Comment submitted to new “Interpreter Union” blog

The CFI leadership has just created its own site, called Interpreter Union, from which they can more appropriately wage their struggle against the local’s executive officer and try to build support among the membership for creating their own local. Another positive feature is that, unlike the CFI Web site, this one allows comments.

The following comment was submitted to the site administrators. It does not contain ad-hominem attacks or misstate facts, but only addresses the issues. But just in case the CFI decides not to publish it, it has been reproduced below:

The idea of having an interpreter local is not bad, but the unelected CFI leadership have no mandate to do this and have not earned the confidence of the membership in their fitness to set one up. They conduct their business in secret and don’t even comply with the minimal requirements of their own flawed bylaws, let alone the bylaws of the local.

They do not run meetings democratically according to Robert’s Rules of Order. They did not mail out the call for nominations during the last election, depriving those who might have been interested in running of the opportunity to make nominations. They have not revealed who paid for their secret trip to Washington, a trip that was not authorized by the membership. They hold closed board meetings, in violation of the local’s bylaws. They have repeatedly pressured the local to either deny people membership or illegally strip an individual of her membership without notifying her.

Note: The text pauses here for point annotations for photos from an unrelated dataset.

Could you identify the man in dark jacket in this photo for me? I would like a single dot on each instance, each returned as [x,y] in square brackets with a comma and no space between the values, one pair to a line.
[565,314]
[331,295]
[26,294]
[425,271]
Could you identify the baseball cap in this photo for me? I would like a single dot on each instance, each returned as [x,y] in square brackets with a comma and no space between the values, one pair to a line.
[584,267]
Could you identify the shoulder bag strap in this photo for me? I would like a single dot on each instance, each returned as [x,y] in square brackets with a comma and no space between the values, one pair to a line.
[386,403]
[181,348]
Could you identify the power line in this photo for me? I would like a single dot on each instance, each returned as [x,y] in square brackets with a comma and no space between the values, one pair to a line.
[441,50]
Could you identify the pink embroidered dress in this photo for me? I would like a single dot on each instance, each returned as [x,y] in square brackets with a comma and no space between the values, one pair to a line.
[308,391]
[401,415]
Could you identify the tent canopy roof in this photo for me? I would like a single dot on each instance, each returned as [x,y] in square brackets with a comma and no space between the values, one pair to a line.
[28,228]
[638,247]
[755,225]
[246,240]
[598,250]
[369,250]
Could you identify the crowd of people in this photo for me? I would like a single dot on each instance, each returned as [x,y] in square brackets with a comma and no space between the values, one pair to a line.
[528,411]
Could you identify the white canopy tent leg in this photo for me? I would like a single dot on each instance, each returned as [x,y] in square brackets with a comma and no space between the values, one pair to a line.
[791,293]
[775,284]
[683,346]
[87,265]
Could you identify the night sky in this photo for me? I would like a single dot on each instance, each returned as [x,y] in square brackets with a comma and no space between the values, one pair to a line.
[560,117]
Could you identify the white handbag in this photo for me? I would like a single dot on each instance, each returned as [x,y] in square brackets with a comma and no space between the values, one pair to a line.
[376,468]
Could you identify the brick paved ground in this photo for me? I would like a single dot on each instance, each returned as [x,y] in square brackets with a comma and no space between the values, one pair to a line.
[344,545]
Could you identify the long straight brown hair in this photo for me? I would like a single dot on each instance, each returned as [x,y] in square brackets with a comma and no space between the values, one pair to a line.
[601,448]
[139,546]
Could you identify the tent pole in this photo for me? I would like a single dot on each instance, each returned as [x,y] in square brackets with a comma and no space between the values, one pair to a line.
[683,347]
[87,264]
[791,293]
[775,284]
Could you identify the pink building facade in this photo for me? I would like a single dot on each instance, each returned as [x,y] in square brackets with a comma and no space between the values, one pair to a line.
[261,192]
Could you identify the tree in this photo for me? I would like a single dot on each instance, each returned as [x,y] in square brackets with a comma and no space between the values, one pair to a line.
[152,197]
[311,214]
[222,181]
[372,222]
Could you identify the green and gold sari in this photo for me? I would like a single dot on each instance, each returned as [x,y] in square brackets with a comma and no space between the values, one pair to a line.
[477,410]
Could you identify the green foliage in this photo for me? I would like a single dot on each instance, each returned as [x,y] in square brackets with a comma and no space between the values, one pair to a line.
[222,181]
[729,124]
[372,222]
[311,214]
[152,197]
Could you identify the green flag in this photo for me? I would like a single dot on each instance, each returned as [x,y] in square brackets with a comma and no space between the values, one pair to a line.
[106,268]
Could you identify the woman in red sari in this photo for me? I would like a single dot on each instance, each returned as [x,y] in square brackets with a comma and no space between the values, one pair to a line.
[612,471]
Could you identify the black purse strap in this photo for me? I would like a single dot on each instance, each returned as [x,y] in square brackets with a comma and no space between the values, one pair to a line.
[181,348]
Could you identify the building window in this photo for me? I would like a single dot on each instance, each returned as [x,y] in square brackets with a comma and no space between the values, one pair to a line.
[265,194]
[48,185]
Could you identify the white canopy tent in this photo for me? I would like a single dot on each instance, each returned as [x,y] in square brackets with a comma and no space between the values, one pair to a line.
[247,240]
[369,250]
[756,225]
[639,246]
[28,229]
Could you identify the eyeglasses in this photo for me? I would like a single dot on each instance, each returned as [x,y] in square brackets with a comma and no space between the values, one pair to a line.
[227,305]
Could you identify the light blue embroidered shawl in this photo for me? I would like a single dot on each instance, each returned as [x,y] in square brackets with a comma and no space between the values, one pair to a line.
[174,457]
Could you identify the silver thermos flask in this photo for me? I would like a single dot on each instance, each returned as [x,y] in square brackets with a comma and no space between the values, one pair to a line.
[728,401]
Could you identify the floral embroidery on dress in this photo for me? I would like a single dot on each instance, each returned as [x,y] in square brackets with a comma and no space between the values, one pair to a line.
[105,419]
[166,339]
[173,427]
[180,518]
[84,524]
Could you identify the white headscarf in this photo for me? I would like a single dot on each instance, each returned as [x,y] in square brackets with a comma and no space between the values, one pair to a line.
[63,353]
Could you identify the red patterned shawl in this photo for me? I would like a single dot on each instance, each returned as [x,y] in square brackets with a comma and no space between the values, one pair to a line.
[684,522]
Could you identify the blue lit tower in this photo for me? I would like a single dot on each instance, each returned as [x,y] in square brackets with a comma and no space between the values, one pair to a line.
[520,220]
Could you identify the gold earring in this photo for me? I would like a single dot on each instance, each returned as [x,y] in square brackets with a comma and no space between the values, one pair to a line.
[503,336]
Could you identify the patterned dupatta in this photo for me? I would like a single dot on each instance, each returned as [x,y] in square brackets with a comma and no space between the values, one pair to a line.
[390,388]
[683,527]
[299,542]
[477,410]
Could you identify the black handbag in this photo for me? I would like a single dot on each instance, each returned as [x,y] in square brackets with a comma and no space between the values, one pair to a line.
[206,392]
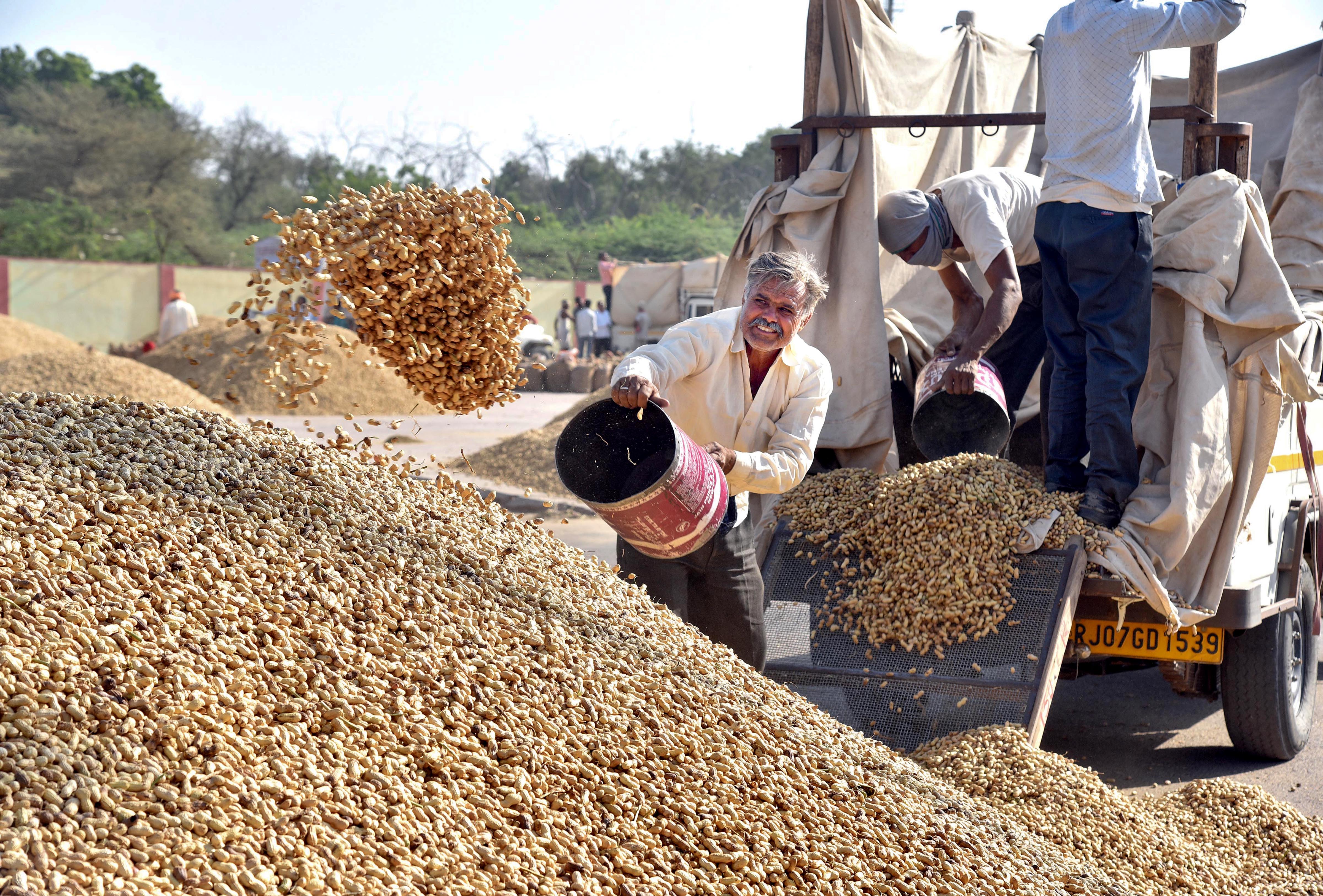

Finally, they tricked members into signing an agency shop agreement by not allowing members to read their contracts before voting on them. This trickery guaranteed that the local could collect dues money from every person covered by the union’s contracts whether people were members or not. The CFI officers should know that if they launch their own local, interpreters are not going to be tricked into accepting an agency shop, so they should not count on the dues money of people that they ignore or treat with disrespect.